(tried to post this last night, but I think Tumblr was having some problems, so here goes.)
I am in my childhood bedroom, the red room of my parents’ house. I do not know how to fix this place, and so instead I will stuff my mouth with garlic, I will carry loads of paper from the closet to the door. To the patient down the stairs, what can I say that I have not already heard, and scoffed at? Dear child, what have we done. Are we so broken that no wholeness ever offered itself to you, ripe and joyous? The blood of this house has a biting tongue, despite the heavyweighted rope of its heart’s affections. I see all of us choking on the barbs, barbs of quick poison, of a critic’s easy hand.
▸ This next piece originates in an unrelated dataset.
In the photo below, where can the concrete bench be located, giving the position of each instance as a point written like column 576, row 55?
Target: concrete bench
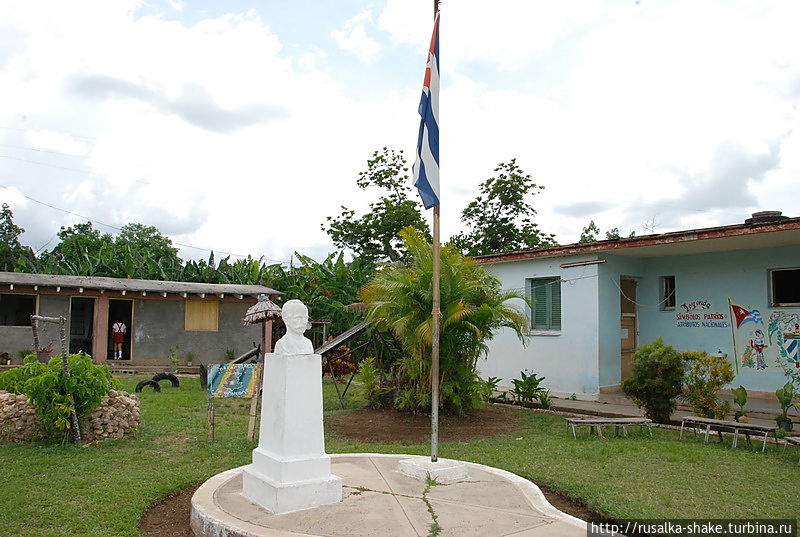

I have been ill at ease lately, at most times and within and without most buildings, but here in this place a thousand habits turn their ugly heads and swallow me. I am often too lazy and too bitter to stave them off. But know, I do, I do, I do wish you kindness, all. There are many things my movements turn to by instinct–perhaps kindness is not one of these.
Losing vision on this, my adolescent bed. The last time it bore me you were here beside me, you, your shoreline eyes an anchor against memory, your warm hands on white cloth holding me to who I am, not who I was. But yet, but yet I idly dream I will clean these oily suitcases out, and my breath will filter all this ugly air.